Now, if \(A_1,...,A_n\) are a set of commuting matrices, we can show that they have a common Schur basis. Again, we proceed via induction on the dimension \(n\) of the space, and recall that we wish to show that there is a basis \(\{v_1,...,v_n\}\) of \(V\) such that

\[\forall i,j \in \{1,...,n\}:A_iv_j \in \text{span}_\mathbb{C}(v_1,...,v_j)\]

The base case of \(n=1\) is immediate. For the general case, we start with a common eigenvector \(v_1\) of \(A_1,...,A_n\) with respective eigenvalue \(\lambda_i\) for each \(A_i\), and decompose the space as

\[V = \mathbb{C}v_1 \oplus (\mathbb{C}v_1)^\perp\]

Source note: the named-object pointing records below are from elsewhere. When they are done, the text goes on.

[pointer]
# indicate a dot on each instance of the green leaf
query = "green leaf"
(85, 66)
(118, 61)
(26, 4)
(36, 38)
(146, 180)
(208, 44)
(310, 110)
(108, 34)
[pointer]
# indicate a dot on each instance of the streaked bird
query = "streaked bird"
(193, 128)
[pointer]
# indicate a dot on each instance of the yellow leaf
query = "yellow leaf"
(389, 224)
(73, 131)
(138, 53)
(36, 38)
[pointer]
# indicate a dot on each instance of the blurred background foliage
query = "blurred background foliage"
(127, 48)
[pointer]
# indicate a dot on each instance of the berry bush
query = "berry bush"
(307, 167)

Note that if we consider a basis for \(V\) composed by a union of a basis for \(\mathbb{C}v_1\) and \((\mathbb{C}v_1)^\perp\), the matrices \(A_i\) will have the form

\[A_i = \begin{bmatrix} \lambda_i & a_i\\ 0 & A_{i}'\\ \end{bmatrix}\]

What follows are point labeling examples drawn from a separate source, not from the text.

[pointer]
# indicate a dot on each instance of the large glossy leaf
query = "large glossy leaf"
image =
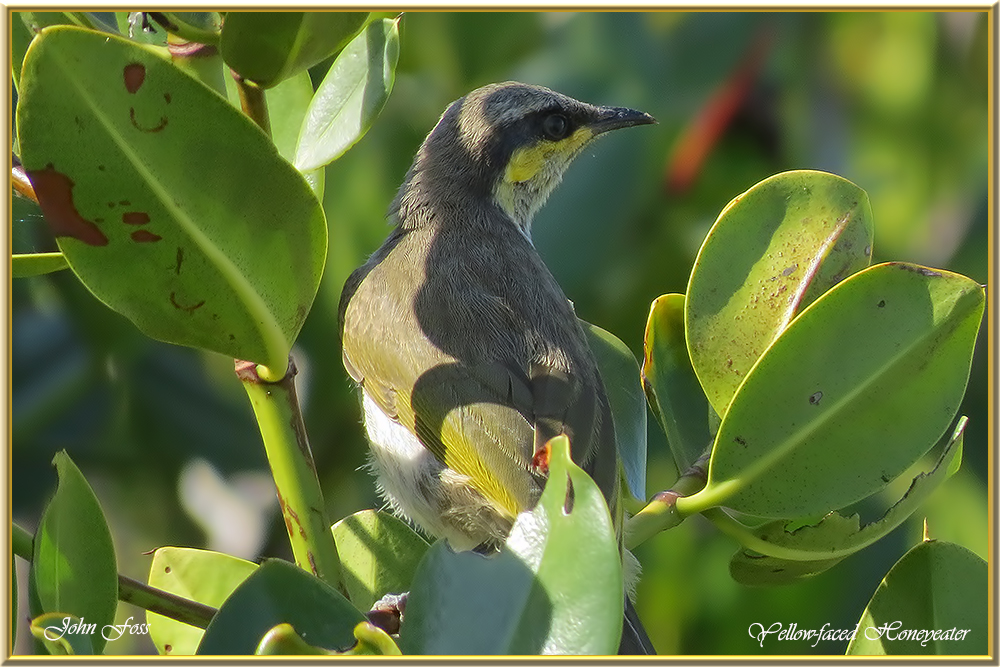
(379, 555)
(622, 381)
(351, 95)
(73, 567)
(267, 47)
(772, 252)
(279, 592)
(171, 206)
(934, 601)
(671, 385)
(856, 390)
(555, 589)
(204, 576)
(778, 553)
(283, 640)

where \(a_i\) is a \(n-1\) dimensional line vector, \(0\) is the \(n-1\) dimensional zero vector, and \(A_i'\) is a \(n-1\times n-1\) block of \(A\). Now for two matrices \(A_i,A_j\), we have that

\[\begin{split} A_iA_j &= \begin{bmatrix} \lambda_i\lambda_j & c_{ij}\\ 0 & A_{i}'A_{j}'\\ \end{bmatrix}\\ A_jA_i &= \begin{bmatrix} \lambda_j\lambda_i & d_{ji}\\ 0 & A_{j}'A_{i}'\\ \end{bmatrix}\\ \end{split}\]

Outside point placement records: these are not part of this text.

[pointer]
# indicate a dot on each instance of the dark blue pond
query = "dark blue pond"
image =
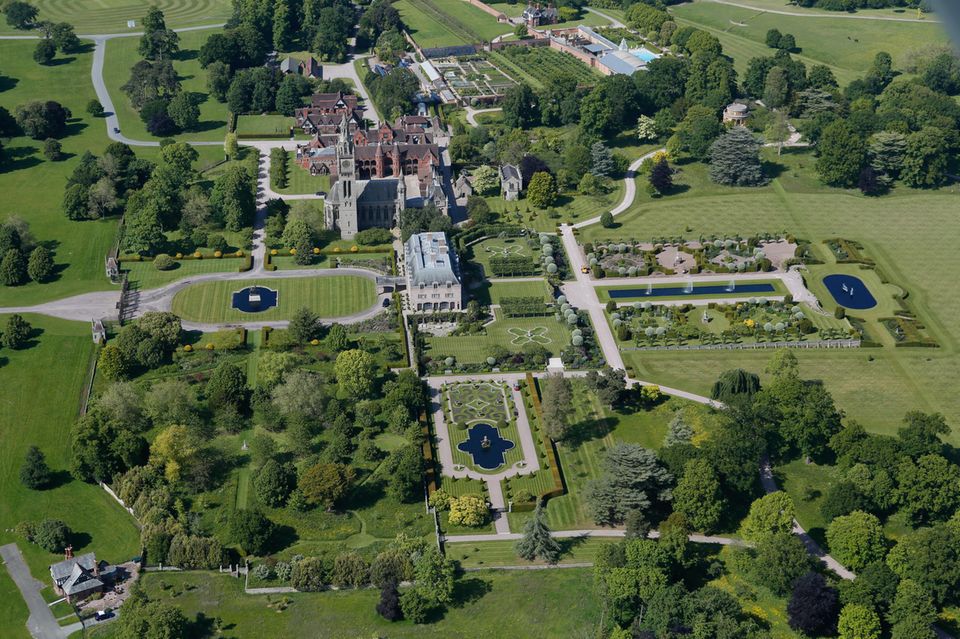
(254, 299)
(486, 446)
(849, 291)
(702, 289)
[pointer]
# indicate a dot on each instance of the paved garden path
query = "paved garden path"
(41, 623)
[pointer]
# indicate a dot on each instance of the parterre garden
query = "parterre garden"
(327, 296)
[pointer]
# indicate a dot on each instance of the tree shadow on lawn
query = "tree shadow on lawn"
(587, 430)
(20, 157)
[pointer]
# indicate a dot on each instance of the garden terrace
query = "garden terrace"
(540, 64)
(335, 296)
(646, 325)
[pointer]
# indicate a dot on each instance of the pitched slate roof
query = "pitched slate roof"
(431, 260)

where \(c_{ij},d_{ji}\) are \(n-1\) dimensional line vectors (we can compute these explicitly, but we don’t really need that here). Since \(A_i,A_j\) commute, it follows that so do \(A_{i}',A_{j}'\), and thus \(A_1',...,A_n'\) are a finite set of commuting matrices operators on a \((n-1)\)-dimensional subspace of \(V\) (namely \((\mathbb{C}v_1)^\perp\)), and thus we obtain an orthogonal basis \(\{v_1,...,v_n\}\) for \(V\), and the same argument used to prove the existence of a Schur basis for a single matrix yields the desired result.

Final remarks

We’ve seen that any finite commuting set of matrices has a common Schur basis over the complex numbers, however this same result also implies that this set doesn’t need to be finite at all. This follows from the fact that, if \(\{A_i\}_{i \in \mathcal{I}}\) is an arbitrary family of commuting matrix with entries on \(\mathbb{C}\), then we can consider the algebra generated by such set. Recall that an algebra is just a ring which is also a module over some other ring, and in our case, an algebra is just a vector space that is closed w.r.t. matrix multiplication. Thus, the algebra generated by some set of matrices is nothing more than the set of all finite linear combinations of finite products between such matrices. For example, the algebra generated by some matrix \(A\) is just the set of all finite linear combinations of powers of \(A\). We say that an algebra is finite dimensional if it is so as a vector space, and hence the set of all \(n \times n\) matrices over \(\mathbb{C}\) is a finite dimensional algebra with dimension \(n^2\) (just take the matrices \(E_{ij}\) with only the \(ij\)-th entry non-zero and equal to one). Thus, any subalgebra of the full matrix algebra is also finite dimensional, and so the algebra generated by \(\{A_i\}_{i \in \mathcal{I}}\) must have a finite basis of matrices, and since the generating set is commutative, the entire algebra also is. Hence, we can find a common Schur basis for the matrices that form a basis of such algebra, and then any matrix in this algebra will also be in an upper triangular form. It also follows as a corollary that any family \(\{A_i\}_{i \in \mathcal{I}}\) of commuting normal matrices has a common orthogonal eigenbasis, i.e., there exists an orthogonal matrix \(Q\) such that \(Q^*A_iQ\) is diagonal for each \(i\).

I’m currently studying matrix algebras and the Wedderburn-Artin theorems for my undergraduate thesis, so I intend on making more posts on connections between results in linear algebra and the study of matrix algebras and ring theory.